Some children nap better at daycare, for some reason. Some children don’t. We try very hard to provide a calm, quiet environment for your child to sleep in. But sometimes, it’s out of our control. We’re sorry.  

  1. We’re switching back to pull-ups. 

To be fair, some daycare teachers might welcome this sentence. But a lot of them would agree with me – it’s better to get potty training over and done with. Wiffle-waffling just prolongs the agony.  

What happens when you switch back to pull-ups is that it slows the progress that was being made, and forces us to go through the whole process again in a month or two.  

Once you decide that your child is ready to potty-train – GO FOR IT!  

  1. What happened to Babyboo’s shorts? 

This is another guilt-inducing sentence we hear a lot. The word “shorts” could be substituted with “pacifier”, “hairbow”, or any number of other odd items that get brought to daycare and assimilated into the collection. Children lose things, throw things, and hide things. Sometimes their own, sometimes others’.  

We do try to keep track of everything by putting personal items into cubbies, but not everything always makes it in. Be patient with us, as we’re on the lookout for your child’s items.  

My best suggestion is that if you bring extra clothes for your child to keep at daycare, don’t be sending your favourite outfits. Send that ugly sweater grandma got her for Christmas, and those leggings that don’t match anything else at home. That way, if they do happen to go missing, it’s not a great loss.  
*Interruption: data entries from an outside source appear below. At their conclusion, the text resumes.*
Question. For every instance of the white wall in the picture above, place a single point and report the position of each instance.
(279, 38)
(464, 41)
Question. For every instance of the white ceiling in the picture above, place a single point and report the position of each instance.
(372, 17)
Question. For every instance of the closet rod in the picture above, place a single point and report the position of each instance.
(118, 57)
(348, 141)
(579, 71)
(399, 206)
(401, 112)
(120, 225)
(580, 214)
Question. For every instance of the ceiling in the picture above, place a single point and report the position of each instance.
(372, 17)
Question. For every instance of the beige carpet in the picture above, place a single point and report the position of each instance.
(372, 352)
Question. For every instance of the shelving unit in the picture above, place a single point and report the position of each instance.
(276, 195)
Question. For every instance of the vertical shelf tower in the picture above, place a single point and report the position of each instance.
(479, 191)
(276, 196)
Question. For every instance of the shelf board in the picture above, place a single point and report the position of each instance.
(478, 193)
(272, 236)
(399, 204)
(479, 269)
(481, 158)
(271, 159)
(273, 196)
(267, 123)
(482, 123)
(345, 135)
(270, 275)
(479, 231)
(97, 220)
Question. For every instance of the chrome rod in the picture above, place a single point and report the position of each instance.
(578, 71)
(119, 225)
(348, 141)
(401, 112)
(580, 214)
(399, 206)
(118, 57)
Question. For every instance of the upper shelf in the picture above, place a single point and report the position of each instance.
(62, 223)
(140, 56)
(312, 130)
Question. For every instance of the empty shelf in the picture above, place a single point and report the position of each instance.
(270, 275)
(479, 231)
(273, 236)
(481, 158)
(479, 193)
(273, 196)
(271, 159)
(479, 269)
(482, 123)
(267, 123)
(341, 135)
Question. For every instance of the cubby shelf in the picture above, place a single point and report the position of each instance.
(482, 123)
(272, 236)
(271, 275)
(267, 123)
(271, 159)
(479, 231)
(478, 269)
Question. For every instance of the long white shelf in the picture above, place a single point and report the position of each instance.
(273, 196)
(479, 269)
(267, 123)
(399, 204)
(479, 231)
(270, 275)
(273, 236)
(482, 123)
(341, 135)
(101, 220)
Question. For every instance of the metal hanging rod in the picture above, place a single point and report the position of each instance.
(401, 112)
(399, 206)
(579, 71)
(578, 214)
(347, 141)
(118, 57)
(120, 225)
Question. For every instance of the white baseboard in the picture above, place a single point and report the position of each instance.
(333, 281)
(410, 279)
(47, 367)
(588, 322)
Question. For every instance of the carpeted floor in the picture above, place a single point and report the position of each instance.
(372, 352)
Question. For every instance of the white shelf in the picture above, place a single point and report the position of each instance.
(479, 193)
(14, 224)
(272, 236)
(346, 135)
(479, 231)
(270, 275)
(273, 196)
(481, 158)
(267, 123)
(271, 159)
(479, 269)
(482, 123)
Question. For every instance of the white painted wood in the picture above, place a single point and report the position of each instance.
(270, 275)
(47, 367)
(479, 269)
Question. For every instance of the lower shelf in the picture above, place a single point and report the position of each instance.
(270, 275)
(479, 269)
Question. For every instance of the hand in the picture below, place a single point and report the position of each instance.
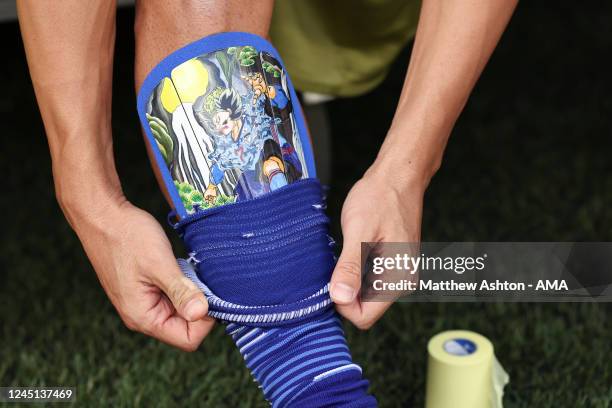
(135, 264)
(381, 207)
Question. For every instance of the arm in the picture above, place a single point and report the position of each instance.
(454, 41)
(69, 46)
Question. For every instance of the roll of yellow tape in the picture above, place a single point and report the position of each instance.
(463, 372)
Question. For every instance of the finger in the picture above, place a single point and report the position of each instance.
(174, 330)
(363, 314)
(187, 298)
(346, 278)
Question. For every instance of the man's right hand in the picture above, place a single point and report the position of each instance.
(135, 264)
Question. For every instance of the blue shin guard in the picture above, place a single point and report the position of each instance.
(229, 139)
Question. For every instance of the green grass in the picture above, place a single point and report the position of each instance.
(529, 160)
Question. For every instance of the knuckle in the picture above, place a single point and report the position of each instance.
(181, 291)
(189, 347)
(350, 268)
(364, 325)
(130, 323)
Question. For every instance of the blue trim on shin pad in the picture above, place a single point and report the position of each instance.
(264, 265)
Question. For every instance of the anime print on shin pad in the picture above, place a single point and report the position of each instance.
(225, 125)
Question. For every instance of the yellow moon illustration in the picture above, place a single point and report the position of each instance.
(189, 80)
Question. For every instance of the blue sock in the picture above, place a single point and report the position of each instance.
(230, 142)
(264, 265)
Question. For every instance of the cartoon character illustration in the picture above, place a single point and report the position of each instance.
(224, 124)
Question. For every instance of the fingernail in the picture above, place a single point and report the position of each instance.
(195, 309)
(343, 293)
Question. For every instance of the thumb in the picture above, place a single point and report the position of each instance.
(346, 278)
(186, 297)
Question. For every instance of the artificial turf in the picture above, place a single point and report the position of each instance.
(529, 160)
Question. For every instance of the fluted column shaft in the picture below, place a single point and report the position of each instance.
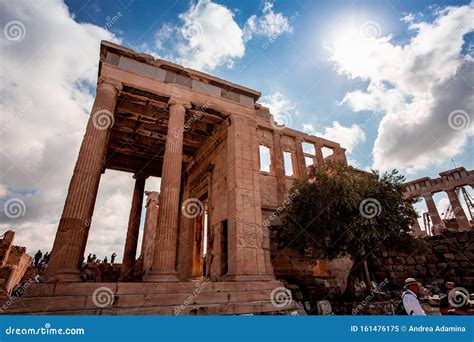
(149, 231)
(461, 219)
(433, 211)
(300, 159)
(279, 167)
(131, 241)
(417, 229)
(164, 259)
(71, 236)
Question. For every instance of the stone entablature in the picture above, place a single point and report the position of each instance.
(167, 72)
(450, 181)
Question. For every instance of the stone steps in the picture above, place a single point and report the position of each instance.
(149, 298)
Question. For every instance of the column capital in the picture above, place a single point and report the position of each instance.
(173, 101)
(110, 82)
(428, 195)
(451, 191)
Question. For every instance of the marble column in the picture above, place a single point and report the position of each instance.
(433, 211)
(131, 241)
(71, 237)
(149, 231)
(301, 172)
(164, 259)
(461, 219)
(319, 154)
(279, 163)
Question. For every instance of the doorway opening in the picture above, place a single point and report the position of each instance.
(200, 239)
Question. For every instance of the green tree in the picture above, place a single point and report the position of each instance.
(340, 210)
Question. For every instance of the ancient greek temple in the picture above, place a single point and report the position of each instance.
(452, 183)
(225, 166)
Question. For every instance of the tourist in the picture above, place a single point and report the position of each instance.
(37, 257)
(444, 301)
(410, 301)
(459, 303)
(45, 259)
(112, 258)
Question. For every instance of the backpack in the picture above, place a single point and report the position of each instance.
(400, 310)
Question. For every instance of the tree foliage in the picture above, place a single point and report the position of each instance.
(340, 210)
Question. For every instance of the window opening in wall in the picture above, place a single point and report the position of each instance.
(265, 159)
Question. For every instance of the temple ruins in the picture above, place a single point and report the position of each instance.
(206, 138)
(452, 183)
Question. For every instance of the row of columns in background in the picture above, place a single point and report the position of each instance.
(71, 237)
(437, 223)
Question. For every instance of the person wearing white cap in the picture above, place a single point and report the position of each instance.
(410, 300)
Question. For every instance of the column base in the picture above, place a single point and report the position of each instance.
(161, 278)
(247, 277)
(62, 277)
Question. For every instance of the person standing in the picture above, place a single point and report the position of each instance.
(37, 257)
(410, 301)
(444, 301)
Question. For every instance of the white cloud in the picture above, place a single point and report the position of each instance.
(281, 107)
(208, 37)
(269, 24)
(416, 86)
(45, 101)
(308, 128)
(408, 18)
(347, 137)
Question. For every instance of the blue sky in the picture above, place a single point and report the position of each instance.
(296, 64)
(392, 81)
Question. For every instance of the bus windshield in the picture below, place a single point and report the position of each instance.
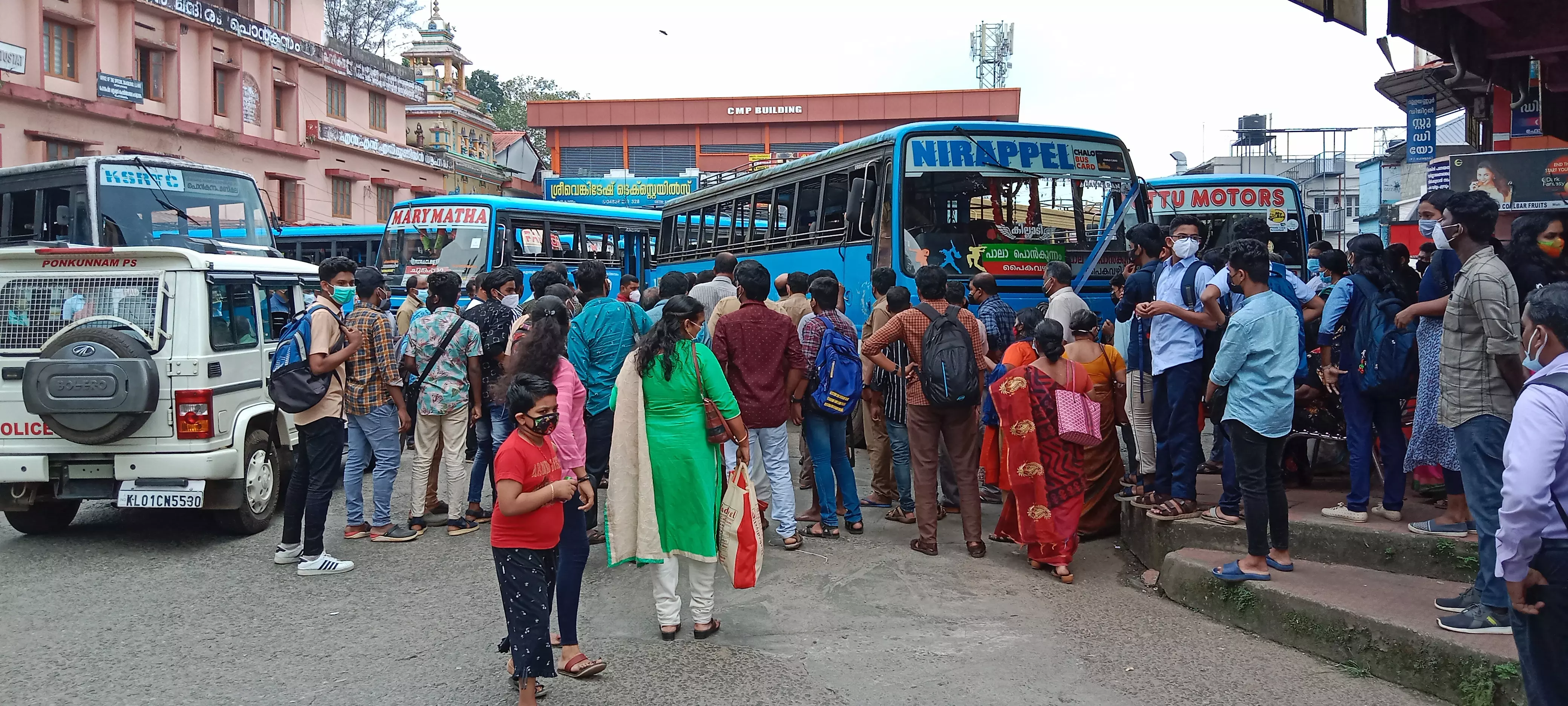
(1004, 204)
(443, 238)
(181, 209)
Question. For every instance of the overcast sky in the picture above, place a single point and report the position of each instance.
(1161, 74)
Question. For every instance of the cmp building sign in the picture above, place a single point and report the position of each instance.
(386, 77)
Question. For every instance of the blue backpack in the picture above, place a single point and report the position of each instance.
(291, 384)
(838, 373)
(1385, 355)
(1282, 286)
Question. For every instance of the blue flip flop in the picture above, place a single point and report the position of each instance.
(1235, 575)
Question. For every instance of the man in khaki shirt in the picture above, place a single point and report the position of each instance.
(319, 454)
(796, 305)
(877, 445)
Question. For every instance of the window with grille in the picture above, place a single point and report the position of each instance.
(342, 198)
(278, 15)
(62, 151)
(220, 92)
(336, 100)
(378, 112)
(60, 49)
(150, 71)
(385, 198)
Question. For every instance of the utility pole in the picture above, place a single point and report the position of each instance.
(992, 49)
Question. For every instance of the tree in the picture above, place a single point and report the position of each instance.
(487, 87)
(369, 24)
(513, 111)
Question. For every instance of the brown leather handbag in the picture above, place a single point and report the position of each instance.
(717, 430)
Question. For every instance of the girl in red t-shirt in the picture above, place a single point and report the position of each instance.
(526, 528)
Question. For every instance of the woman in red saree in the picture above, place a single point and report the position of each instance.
(1043, 473)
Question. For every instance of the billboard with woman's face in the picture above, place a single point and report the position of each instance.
(1530, 180)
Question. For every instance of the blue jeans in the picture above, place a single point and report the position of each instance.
(490, 434)
(899, 440)
(1361, 415)
(1178, 448)
(372, 435)
(1544, 639)
(830, 449)
(1479, 443)
(1231, 492)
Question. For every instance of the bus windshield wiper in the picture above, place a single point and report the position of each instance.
(995, 162)
(164, 198)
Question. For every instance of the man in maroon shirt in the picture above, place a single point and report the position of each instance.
(763, 360)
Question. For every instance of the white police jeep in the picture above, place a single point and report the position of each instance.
(139, 376)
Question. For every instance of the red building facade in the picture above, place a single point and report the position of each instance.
(665, 137)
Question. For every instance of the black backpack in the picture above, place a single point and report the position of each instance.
(948, 360)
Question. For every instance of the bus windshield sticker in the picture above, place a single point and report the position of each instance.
(1034, 156)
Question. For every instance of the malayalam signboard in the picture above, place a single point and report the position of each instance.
(1421, 128)
(1528, 180)
(631, 192)
(1042, 156)
(120, 89)
(13, 59)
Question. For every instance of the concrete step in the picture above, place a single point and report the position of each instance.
(1377, 545)
(1365, 620)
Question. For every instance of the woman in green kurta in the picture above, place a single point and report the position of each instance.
(688, 470)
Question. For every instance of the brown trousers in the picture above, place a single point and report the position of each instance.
(880, 449)
(960, 430)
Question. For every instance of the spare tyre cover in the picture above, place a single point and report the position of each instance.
(92, 385)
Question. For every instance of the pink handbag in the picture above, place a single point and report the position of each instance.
(1078, 418)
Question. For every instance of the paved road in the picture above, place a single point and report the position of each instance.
(154, 608)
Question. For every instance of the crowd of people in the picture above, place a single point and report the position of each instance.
(642, 398)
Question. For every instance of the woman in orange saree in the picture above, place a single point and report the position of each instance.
(1045, 473)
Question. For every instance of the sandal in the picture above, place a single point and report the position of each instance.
(581, 668)
(1214, 515)
(708, 633)
(1175, 509)
(821, 533)
(1150, 501)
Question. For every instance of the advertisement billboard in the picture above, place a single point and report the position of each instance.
(1528, 180)
(629, 192)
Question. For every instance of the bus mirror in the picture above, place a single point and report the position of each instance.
(858, 209)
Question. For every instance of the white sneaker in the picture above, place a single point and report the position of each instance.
(1390, 515)
(285, 554)
(1341, 512)
(324, 565)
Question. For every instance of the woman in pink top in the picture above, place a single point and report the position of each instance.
(542, 352)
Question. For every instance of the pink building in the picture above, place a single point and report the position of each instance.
(239, 84)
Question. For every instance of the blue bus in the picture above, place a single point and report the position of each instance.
(469, 234)
(1219, 201)
(316, 244)
(968, 197)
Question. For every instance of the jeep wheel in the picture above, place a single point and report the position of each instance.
(44, 517)
(261, 488)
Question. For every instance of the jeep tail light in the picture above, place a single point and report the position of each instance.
(193, 415)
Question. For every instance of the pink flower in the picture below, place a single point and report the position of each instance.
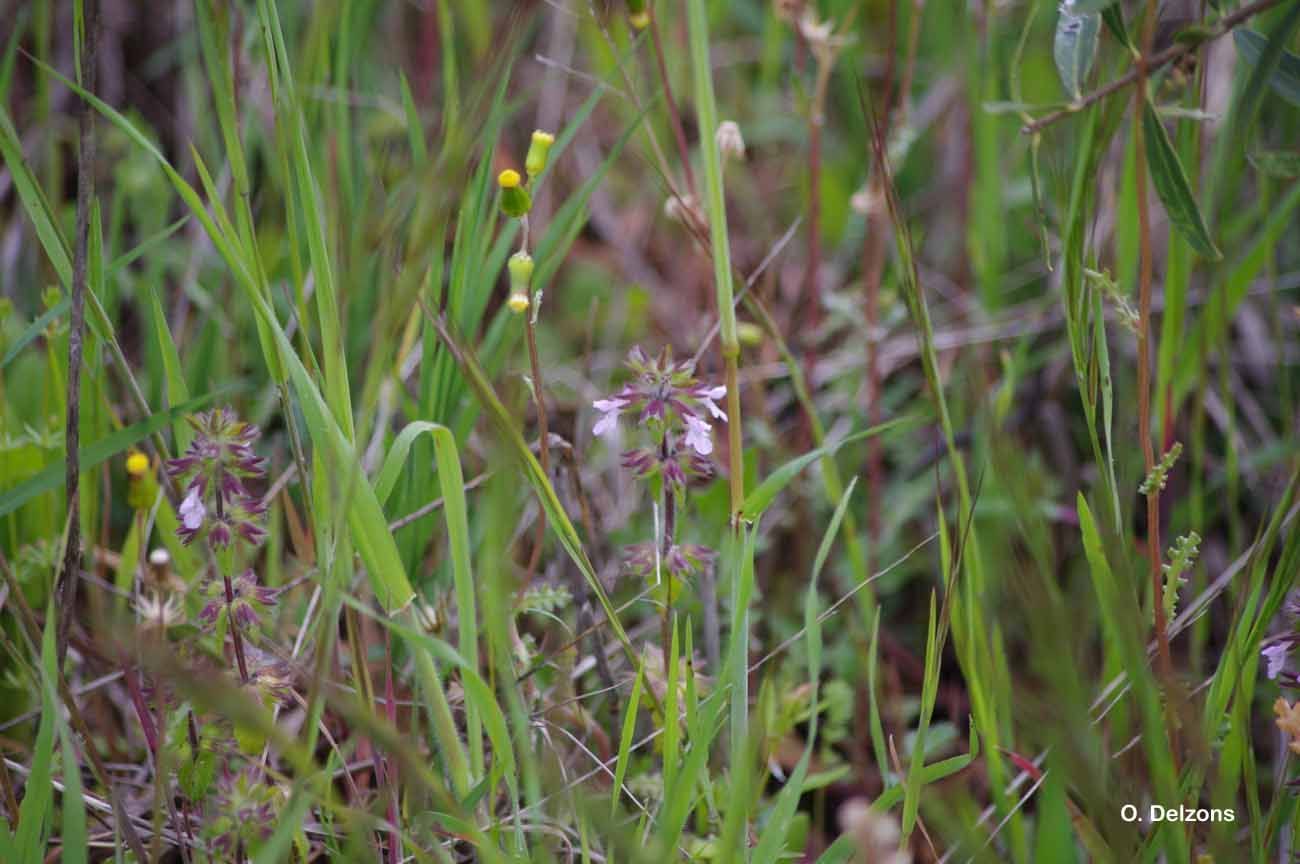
(707, 398)
(697, 435)
(1277, 656)
(609, 420)
(193, 509)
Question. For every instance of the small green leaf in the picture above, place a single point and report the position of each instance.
(1171, 185)
(1075, 46)
(1285, 79)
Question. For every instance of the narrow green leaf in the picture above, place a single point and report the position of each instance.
(1075, 46)
(102, 450)
(73, 829)
(35, 329)
(1170, 181)
(771, 842)
(629, 728)
(1265, 64)
(1285, 79)
(35, 810)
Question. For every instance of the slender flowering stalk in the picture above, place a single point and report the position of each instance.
(217, 506)
(671, 407)
(707, 112)
(516, 202)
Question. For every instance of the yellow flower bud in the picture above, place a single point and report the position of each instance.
(515, 200)
(638, 16)
(538, 150)
(137, 464)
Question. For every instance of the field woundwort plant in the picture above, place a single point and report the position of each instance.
(649, 430)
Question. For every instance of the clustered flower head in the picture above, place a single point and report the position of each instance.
(681, 563)
(675, 408)
(245, 808)
(215, 468)
(1277, 648)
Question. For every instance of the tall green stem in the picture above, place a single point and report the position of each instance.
(706, 111)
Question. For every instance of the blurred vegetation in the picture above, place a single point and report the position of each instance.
(875, 438)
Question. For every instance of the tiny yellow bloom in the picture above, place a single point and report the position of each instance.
(137, 464)
(515, 200)
(638, 13)
(538, 151)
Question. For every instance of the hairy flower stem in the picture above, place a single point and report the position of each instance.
(225, 563)
(679, 131)
(817, 120)
(706, 108)
(544, 446)
(735, 456)
(670, 529)
(1144, 276)
(70, 573)
(234, 629)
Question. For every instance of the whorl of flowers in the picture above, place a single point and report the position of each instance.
(1277, 650)
(245, 812)
(683, 561)
(675, 408)
(215, 470)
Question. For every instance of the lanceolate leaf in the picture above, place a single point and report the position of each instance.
(1171, 185)
(1075, 46)
(1285, 79)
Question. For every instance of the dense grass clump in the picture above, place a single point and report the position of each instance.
(649, 432)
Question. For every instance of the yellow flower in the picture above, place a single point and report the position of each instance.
(515, 199)
(637, 13)
(137, 464)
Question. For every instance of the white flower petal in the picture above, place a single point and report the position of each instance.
(697, 435)
(606, 424)
(193, 511)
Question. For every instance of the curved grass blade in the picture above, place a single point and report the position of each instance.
(102, 450)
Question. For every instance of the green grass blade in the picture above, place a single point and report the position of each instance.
(100, 451)
(1170, 182)
(629, 728)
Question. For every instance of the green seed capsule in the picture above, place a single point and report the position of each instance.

  1. That doesn’t look very safe. 

Daycares are obsessively safe. You have no idea how many safety rules we have to constantly observe. If you are concerned that your child is not safe at daycare, chances are, you are a helicopter parent and need to take a deep breath and let your child go a little.  

What I dislike most about this sentence is that if authorities get wind of it, it often results in another rule for us to follow. On top of the 1001 other rules we’re already trying to keep straight.  

  1. Can I make cupcakes for Babyboo’s birthday? 

This one just makes me sad. One of those 1001 rules is that outside food can’t be brought in for everyone to have unless it is pre-made and the nutrition and ingredients labels are on it. It breaks my heart every time a parent asks if they can bring in a homemade cake or pie for their child’s birthday, and I have to tell them no.  

The good news is, you can go to Publix and pick up their bakery made cupcakes and bring those. 🙂  

  1. We’re moving away. 

This is another heart breaker. I’m not saying you should never say it, because obviously circumstances dictate when you have to move. But it is something we as teachers dread hearing, especially when we’re particularly attached to a child (which happens ALL THE TIME).  

I still get sad thinking about some of the kids who moved away during my time as a daycare teacher. We love the children in our care, and wish we could always be a part of their lives.   

Here's a little insight into the minds of daycare teachers everywhere. Are you brave enough to read it? | Mom but not a Mom

 

So, daycare teachers, what else do you dread hearing from parents?  

Parents, how do you feel now that you’ve got a little insight into the mind of your child’s teacher?